My Vision
About the Bitcoin and Blockchain Boom Collection
It’s false that the Universe has only had one Big Bang. The event with which God kickstarted everything that happens, happened and will happened has had several iterations, on a human scale.
Everything in life has its big bang, its D day.
The day in spring 2003 when the Winklevoss twins decided to hire Mark Zuckerberg, who then proceeded to borrow their idea (Facebook). The day Blockbuster decided that buying Netflix for 50 million dollars was a bad move. The day Kasparov lost the first game of the match against Deep Blue. The day Van Gogh decided he had one ear too many.
Sometimes that big bang, that D day, that infinite cascade of variables, that domino effect, goes unnoticed.
When Satoshi Nakamoto published the bases of Bitcoin in 2008, he didn’t make the cover of any newspapers, he wasn’t mentioned on the news. In fact, until then, nobody had ever heard of Satoshi, whose identity is still a mystery today. Satoshi published a white paper on a cryptocurrency message board which catered to computer nerds and know-it-alls who believed there was nothing new under the sun.
In his paper, which was barely 9 pages long and contained a couple of simple sketches, Satoshi presented 12 points where he spoke about P2P programming, cryptography and monetarism. “What is needed,” he said, “is an electronic payment system based on a cryptographic proof instead of trust, allowing any two willing parties to transact directly with each other without the need for a trusted third party.”
The nerds were blown away: never had a cryptocurrency project seemed so promising, so blazing, so revolutionary. This could be the end of banks, governments and the central economic power of the planet.
The big bang was well underway, but nothing changed on the surface. Transactions that involved buying and selling were carried out using pieces of paper and metal, printed and coined in solemn institutions, sealed, signed and resigned.
However, with that brilliant move, which initially went unnoticed, Satoshi silently, inconspicuously and apparently imperceptibly, triggered the future.

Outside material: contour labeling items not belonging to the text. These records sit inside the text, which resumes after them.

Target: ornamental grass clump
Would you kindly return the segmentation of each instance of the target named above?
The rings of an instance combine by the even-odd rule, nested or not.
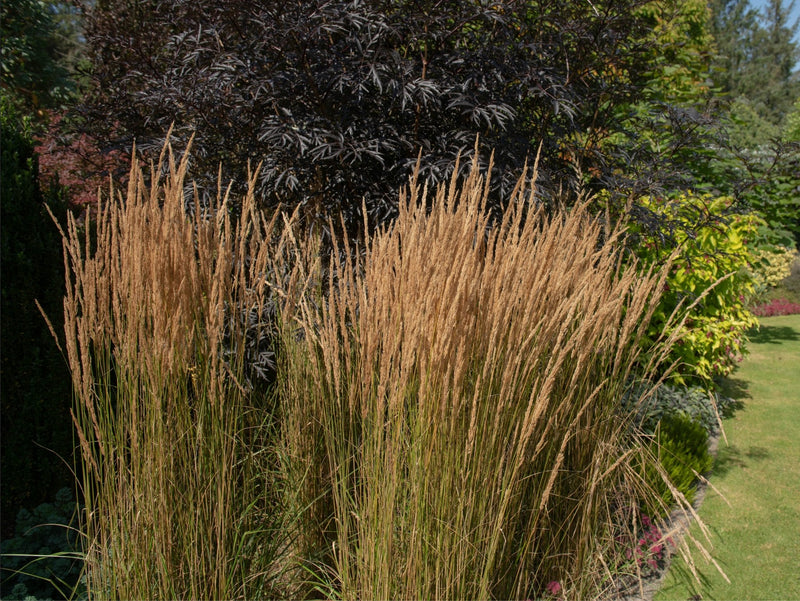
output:
[[[65,235],[90,597],[269,596],[289,532],[243,361],[266,326],[237,312],[264,313],[275,221],[252,195],[235,223],[221,192],[189,210],[187,157],[165,150],[147,180],[134,162],[125,197]]]
[[[492,221],[477,161],[430,195],[415,175],[391,227],[325,260],[252,193],[187,194],[187,165],[134,162],[64,235],[90,598],[617,588],[661,498],[621,399],[669,351],[640,351],[666,268],[525,177]],[[265,339],[274,387],[249,364]]]
[[[285,459],[318,593],[593,597],[615,586],[625,508],[658,502],[619,407],[654,368],[640,342],[667,272],[626,266],[621,229],[548,216],[525,182],[492,222],[476,164],[432,194],[415,176],[397,221],[361,251],[342,236],[326,284],[284,307]]]

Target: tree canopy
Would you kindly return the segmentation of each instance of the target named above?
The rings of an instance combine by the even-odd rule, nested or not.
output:
[[[539,184],[555,195],[625,164],[601,141],[665,72],[652,32],[679,5],[104,0],[87,7],[88,122],[113,121],[115,141],[143,151],[174,124],[178,143],[196,136],[201,187],[216,191],[220,164],[243,181],[263,161],[264,204],[349,223],[362,200],[372,223],[391,218],[420,153],[436,183],[477,136],[506,190],[541,145]]]

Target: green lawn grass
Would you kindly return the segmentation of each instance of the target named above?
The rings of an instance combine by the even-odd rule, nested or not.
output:
[[[676,558],[657,601],[800,599],[800,315],[762,319],[750,341],[728,382],[740,406],[710,477],[727,503],[709,489],[700,510],[730,583],[695,553],[702,582],[687,581]]]

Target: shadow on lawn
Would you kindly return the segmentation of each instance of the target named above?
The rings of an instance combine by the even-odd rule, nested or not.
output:
[[[751,446],[740,449],[736,445],[720,445],[711,473],[714,476],[724,476],[732,469],[748,468],[750,464],[760,463],[770,457],[771,454],[765,447]]]
[[[747,337],[754,344],[780,344],[785,341],[800,340],[800,332],[789,326],[765,326],[750,330]]]

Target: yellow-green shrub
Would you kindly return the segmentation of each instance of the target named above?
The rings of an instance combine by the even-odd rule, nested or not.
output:
[[[756,233],[756,218],[730,213],[731,203],[728,197],[691,193],[643,199],[644,207],[672,225],[677,246],[631,226],[639,236],[637,254],[644,266],[676,253],[646,344],[672,332],[667,323],[676,308],[688,311],[683,325],[674,326],[683,329],[670,357],[679,364],[678,381],[710,384],[730,373],[744,352],[744,332],[757,324],[745,305],[754,292],[746,244]]]

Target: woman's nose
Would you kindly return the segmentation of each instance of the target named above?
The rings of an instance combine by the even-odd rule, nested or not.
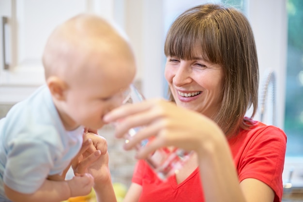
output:
[[[176,86],[188,84],[192,82],[190,76],[190,67],[185,63],[181,62],[173,78],[173,83]]]

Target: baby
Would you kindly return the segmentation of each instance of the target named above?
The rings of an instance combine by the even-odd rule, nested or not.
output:
[[[43,57],[46,85],[0,120],[0,202],[59,202],[88,194],[88,173],[64,180],[85,128],[119,106],[136,73],[124,35],[100,17],[58,26]]]

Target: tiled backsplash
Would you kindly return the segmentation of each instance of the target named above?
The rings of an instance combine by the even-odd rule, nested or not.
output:
[[[107,141],[109,165],[113,182],[121,183],[128,187],[136,162],[135,151],[125,151],[123,149],[124,140],[115,137],[112,127],[105,126],[98,132]]]

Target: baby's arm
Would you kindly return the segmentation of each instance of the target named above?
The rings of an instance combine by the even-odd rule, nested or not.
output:
[[[88,173],[79,175],[69,180],[53,181],[46,179],[34,193],[24,194],[12,189],[4,185],[5,194],[15,202],[58,202],[70,197],[88,194],[93,185],[93,178]]]

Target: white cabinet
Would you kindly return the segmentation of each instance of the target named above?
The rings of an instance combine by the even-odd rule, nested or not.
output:
[[[42,55],[58,24],[86,12],[111,18],[113,1],[0,0],[0,103],[22,100],[45,83]]]

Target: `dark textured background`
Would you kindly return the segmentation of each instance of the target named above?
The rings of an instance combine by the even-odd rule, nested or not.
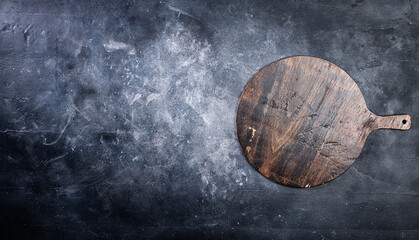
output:
[[[419,238],[418,1],[1,1],[1,239]],[[241,153],[245,84],[327,59],[380,115],[311,189]]]

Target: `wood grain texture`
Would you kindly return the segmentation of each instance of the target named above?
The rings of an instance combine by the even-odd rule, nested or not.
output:
[[[345,172],[379,128],[407,130],[409,115],[377,116],[336,65],[296,56],[264,67],[246,85],[236,128],[250,164],[268,179],[311,187]]]

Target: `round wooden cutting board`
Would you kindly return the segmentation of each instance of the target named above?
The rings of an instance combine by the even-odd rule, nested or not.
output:
[[[315,57],[280,59],[246,85],[236,116],[250,164],[273,182],[312,187],[345,172],[379,128],[407,130],[409,115],[370,112],[353,79]]]

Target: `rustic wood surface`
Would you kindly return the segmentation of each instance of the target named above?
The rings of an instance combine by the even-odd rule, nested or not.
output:
[[[245,87],[237,135],[250,164],[268,179],[311,187],[345,172],[379,128],[407,130],[409,115],[370,112],[357,84],[319,58],[289,57],[264,67]]]

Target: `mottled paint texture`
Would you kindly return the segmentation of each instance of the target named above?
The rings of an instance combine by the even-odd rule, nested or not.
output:
[[[0,2],[2,239],[419,237],[417,1]],[[245,84],[282,57],[347,71],[379,115],[311,189],[241,153]]]

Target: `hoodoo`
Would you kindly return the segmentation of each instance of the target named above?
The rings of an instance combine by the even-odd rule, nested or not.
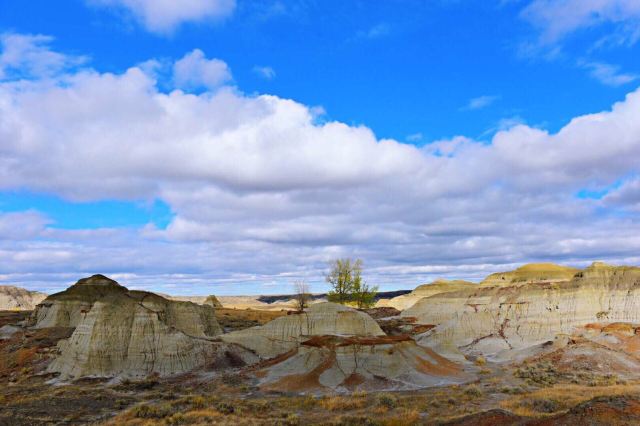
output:
[[[420,343],[496,360],[589,323],[640,321],[640,268],[594,263],[570,281],[481,287],[422,299],[402,313],[437,325]]]
[[[78,281],[47,298],[36,327],[75,327],[59,343],[49,371],[61,378],[167,376],[223,362],[231,351],[247,363],[255,355],[214,341],[222,333],[214,308],[129,291],[104,276]]]
[[[256,376],[268,390],[415,389],[468,380],[458,364],[409,336],[387,336],[369,315],[334,303],[222,339],[265,359]]]

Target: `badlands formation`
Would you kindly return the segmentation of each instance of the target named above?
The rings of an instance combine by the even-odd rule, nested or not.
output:
[[[230,352],[255,360],[248,351],[214,341],[222,330],[210,305],[129,291],[102,275],[49,296],[33,320],[34,328],[74,328],[49,365],[62,379],[168,376],[224,364]]]
[[[44,293],[0,285],[0,311],[31,311],[47,297]]]
[[[76,401],[118,425],[640,422],[640,268],[525,265],[370,310],[192,300],[96,275],[0,313],[0,424]]]
[[[462,368],[409,336],[387,336],[369,315],[334,303],[222,336],[269,360],[256,376],[266,390],[417,389],[461,383]]]
[[[475,288],[476,284],[464,280],[443,280],[438,279],[431,284],[423,284],[418,286],[409,294],[394,297],[393,299],[381,300],[376,306],[389,306],[400,311],[413,306],[418,300],[434,294],[448,293],[451,291],[468,290]]]
[[[502,281],[423,298],[401,316],[434,326],[418,339],[441,355],[494,361],[532,355],[588,324],[640,320],[640,268],[596,262],[570,279],[543,273],[538,280]]]

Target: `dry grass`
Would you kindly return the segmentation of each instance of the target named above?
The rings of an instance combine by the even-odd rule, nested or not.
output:
[[[598,396],[637,395],[639,385],[580,386],[562,385],[542,388],[513,396],[500,403],[504,409],[521,416],[540,416],[566,411]]]
[[[330,396],[320,400],[319,405],[329,411],[356,410],[367,406],[366,397]]]

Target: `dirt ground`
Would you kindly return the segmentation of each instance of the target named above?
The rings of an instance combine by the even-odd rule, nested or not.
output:
[[[225,327],[286,312],[220,309]],[[0,314],[0,318],[4,316]],[[296,395],[261,391],[251,372],[201,371],[170,379],[80,380],[52,385],[46,365],[67,329],[0,342],[0,425],[411,425],[640,424],[640,382],[544,363],[478,360],[479,378],[411,392]]]

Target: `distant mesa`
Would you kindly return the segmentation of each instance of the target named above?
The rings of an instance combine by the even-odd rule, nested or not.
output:
[[[47,297],[37,291],[28,291],[20,287],[0,285],[0,310],[31,311]]]
[[[529,263],[514,271],[497,272],[485,278],[481,286],[504,286],[531,282],[561,282],[569,281],[579,272],[579,269],[554,263]]]
[[[392,307],[401,311],[413,306],[418,300],[430,297],[434,294],[448,293],[453,291],[475,288],[477,285],[464,280],[437,279],[430,284],[418,286],[409,294],[394,297],[393,299],[381,300],[376,304],[378,307]]]
[[[531,273],[539,271],[544,272],[537,277],[544,280],[533,280]],[[549,279],[553,271],[556,275]],[[482,355],[495,362],[533,355],[527,351],[589,323],[640,321],[640,268],[594,263],[566,279],[573,272],[546,265],[519,268],[503,274],[526,275],[517,285],[437,294],[421,299],[401,316],[436,325],[418,341],[441,355]]]

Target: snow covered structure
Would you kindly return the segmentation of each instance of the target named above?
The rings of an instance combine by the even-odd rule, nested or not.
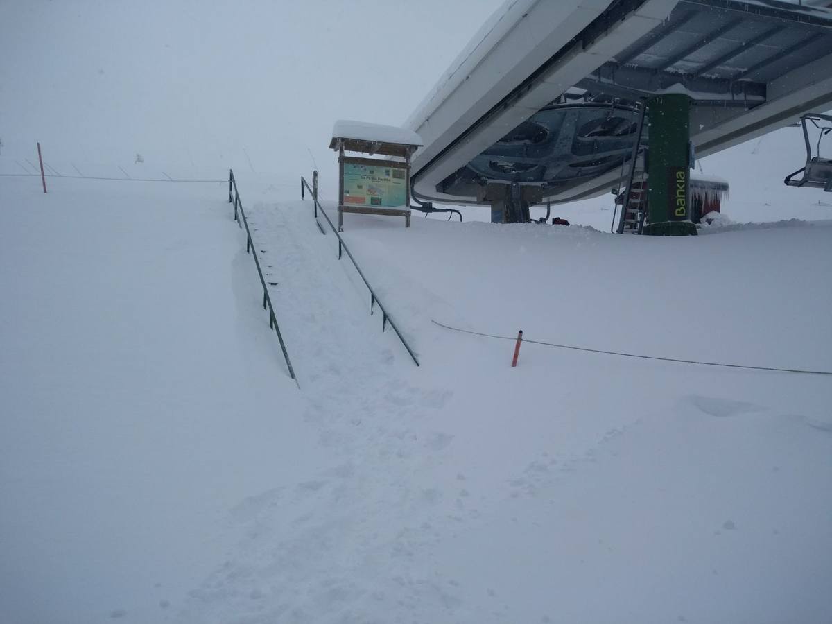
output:
[[[404,216],[405,226],[410,227],[410,156],[421,145],[421,137],[406,128],[335,122],[329,149],[338,151],[339,231],[344,228],[344,212]],[[344,151],[391,159],[347,156]]]
[[[779,0],[518,0],[492,15],[405,126],[414,196],[598,196],[622,177],[639,102],[691,98],[707,156],[832,106],[832,10]],[[499,199],[499,198],[498,198]]]
[[[646,182],[638,181],[633,183],[631,195],[633,198],[641,198],[646,189]],[[728,198],[730,187],[728,181],[718,176],[705,176],[703,174],[691,173],[690,181],[690,220],[693,223],[699,223],[702,217],[709,212],[720,212],[721,210],[722,201]],[[626,191],[622,191],[616,196],[616,206],[622,206],[624,203]],[[646,201],[644,200],[644,207],[646,207]]]

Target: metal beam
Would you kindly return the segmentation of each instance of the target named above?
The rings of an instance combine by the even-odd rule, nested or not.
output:
[[[728,61],[728,60],[730,60],[731,58],[734,58],[735,57],[738,57],[740,54],[742,54],[744,52],[747,52],[748,50],[750,50],[755,46],[757,46],[757,45],[762,43],[764,41],[765,41],[766,39],[773,37],[774,35],[777,34],[778,32],[783,31],[785,28],[785,26],[775,26],[775,27],[769,29],[768,31],[766,31],[763,34],[758,35],[757,37],[755,37],[750,41],[743,42],[739,46],[737,46],[736,47],[735,47],[733,50],[730,50],[729,52],[727,52],[725,54],[723,54],[721,57],[718,57],[717,58],[715,58],[711,62],[706,63],[706,65],[703,65],[701,67],[700,67],[699,69],[696,70],[696,73],[694,73],[694,76],[701,76],[702,74],[707,73],[711,69],[714,69],[715,67],[718,67],[720,65],[721,65],[722,63],[724,63],[726,61]]]
[[[824,32],[815,32],[815,34],[813,34],[809,38],[804,39],[803,41],[799,41],[797,43],[795,43],[795,44],[794,44],[792,46],[790,46],[785,50],[778,50],[774,54],[772,54],[772,55],[765,57],[765,59],[763,59],[760,62],[755,63],[750,67],[746,67],[745,69],[740,70],[735,74],[734,74],[730,77],[730,79],[731,80],[737,80],[738,78],[741,78],[744,76],[750,76],[755,72],[760,71],[760,69],[762,69],[765,66],[770,65],[771,63],[775,62],[777,61],[780,61],[782,58],[786,58],[792,52],[795,52],[798,50],[800,50],[800,49],[801,49],[803,47],[805,47],[806,46],[811,45],[812,43],[814,43],[815,42],[816,42],[818,39],[820,39],[820,37],[822,37],[825,34],[825,33],[824,33]]]
[[[655,95],[680,83],[691,92],[701,93],[701,99],[730,101],[740,97],[750,98],[749,102],[754,102],[764,101],[766,97],[765,85],[760,82],[734,82],[727,78],[654,72],[646,67],[622,67],[612,63],[601,66],[597,72],[578,82],[577,87],[612,96],[639,97]]]
[[[661,26],[654,28],[649,34],[642,37],[641,42],[638,42],[636,47],[626,51],[626,56],[616,58],[616,61],[622,65],[626,65],[638,57],[638,55],[649,50],[666,37],[676,32],[679,28],[693,19],[696,16],[696,11],[689,11],[687,13],[685,13],[681,18],[677,19],[675,22],[672,20],[667,20],[667,22],[663,23]]]
[[[814,7],[800,6],[795,2],[766,0],[766,4],[755,4],[738,0],[681,0],[678,6],[686,6],[694,10],[701,10],[702,7],[707,7],[711,11],[740,15],[745,20],[761,19],[765,22],[775,20],[785,22],[786,26],[832,32],[832,18],[830,17],[828,12],[824,9],[818,10]]]
[[[708,43],[714,41],[715,39],[718,39],[719,37],[722,37],[722,35],[724,35],[726,32],[733,30],[741,23],[742,23],[742,19],[739,17],[730,20],[730,22],[728,22],[728,23],[722,25],[721,27],[715,30],[713,32],[707,33],[700,41],[697,41],[693,45],[688,46],[681,52],[676,52],[672,57],[666,59],[665,62],[661,63],[661,65],[658,66],[657,67],[652,67],[652,69],[664,71],[668,67],[676,65],[677,62],[681,61],[686,57],[690,56],[691,54],[701,49],[704,46],[708,45]]]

The cryptocurrency big bang was sealed two years later, when programmer Laszlo Hanyecz paid for two Papa John’s pizzas using 10,000 bitcoin for the first time ever.Today, that inaugural translation is worth more than $75 million. There’s even a Bitcoin Pizza Day to mark the occasion.
Shortly afterwards, Satoshi, the mastermind who kickstarted the big bang of the future, stepped aside, deleted his account, his identity and set free the butterfly effect of his creation, without intermediaries, with the raring energy of a bull run.
And he created his own legend. There are great many theories about his identity:
Satoshi is a corporation.
Satoshi is a woman.
Satoshi is an evil genius.
Satoshi is a good genius.
Satoshi came from the future.
Satoshi is an alien.
Satoshi is dead.
Whatever people say, the truth is that, wherever Satoshi may be, he is one of the 20 richest people in the world. He has $59 billion in an account. To stop the unstoppable, the world is already considering issuing virtual dollars and talking about crypto-governments.
Our planet is looking more like science fiction every day. And in this future, this digital currency is, unquestionably, the catalyst of everything that is coming.
We are breathing the future. But what will the future’s future be like? Not even the brightest minds dare imagine. There is no Jules Verne to anticipate the fluke of fate that will allow humanity to rise or fall into the pit of extinct species.
Will Bitcoin lead humanity to a fairer and more equitable future? Or will it accelerate an unthought-of, and despite the original motivation, counterattack, leading to more control and authoritarianism?
At present, the future is a map full of specks, figures and mathematical language. It is, in all, an amalgam of hypothesis. A truncated and branded graphic of projections. An Excel spreadsheet to nowhere. An abysmal question mark that gobbles everything up. An antimatter that repels calculations.
And there goes that undecipherable and slippery superhero, that smart mystery man, flying over the world as he flaps his algorithm wings. There goes Satoshi Nagamoto. Or what is left of him.